Announced by THRF Group chief executive Paul Flynn at a men’s health breakfast at Adelaide Oval earlier this morning, the program will run across two years following a successful trial in 2022.
Australian men on average have a shorter life expectancy than women, and die more often than women from preventable causes – prompting the need for more specialised care.
Professor Gary Wittert from the Freemasons Centre for Male Health and Wellbeing will lead the program, and said the Fellows will take part in a series of one-to-one specialist programs that are designed to expand their knowledge of, and ability to manage, medical issues affecting men.
“It includes everything from learning to communicate with men in practice, to disorders of male hormones, sexual function, fertility, prostate cancer and recognising mental health difficulties in men. It is quite comprehensive across the spectrum,” he said.
“Men’s health typically runs across many different specialties and so I think having training that crosses and bridges these areas will lead to overall better health outcomes for men.
“The aim is for this to influence the training of medical students and primary care practitioners, and with a flow on we hope to see improvements within the community generally.”
The curriculum will also address health inequity, with a course focusing on understanding how the health system impacts Aboriginal and Torres Strait Islander men, those from culturally and linguistically diverse backgrounds, remotely located men, and men from the LGBTQI+ community.
Prof Wittert said the program aims to establish a local workforce which can take a holistic approach to men’s health. Trainees will also undertake a research project, with the opportunity to expand to a PhD.

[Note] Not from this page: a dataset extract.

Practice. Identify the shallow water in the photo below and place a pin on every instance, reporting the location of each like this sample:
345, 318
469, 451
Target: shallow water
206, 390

The first 12-month Fellowship under the new partnership has been awarded to Dr Sam Tafari, currently completing a master’s degree in public health. Dr Tafari will commence in the role in February.
“It’s such a privilege to have been selected to be part of this initiative, the goal of which is to ultimately help develop an andrology and men’s health service for South Australians,” Dr Tafari said.
“It represents an opportunity to work and train with some pioneering clinicians who have come through their own training and experience to become leaders in the field.
“What is so unique, and exciting, about this fellowship is the opportunity to be part of the first generation of specialists to train here in our great state, with all the opportunities that entails. It means a lot, and there’s nowhere else I’d rather be.”
Prof Wittert thanked THRF Group for providing the funding to make the Fellowships possible.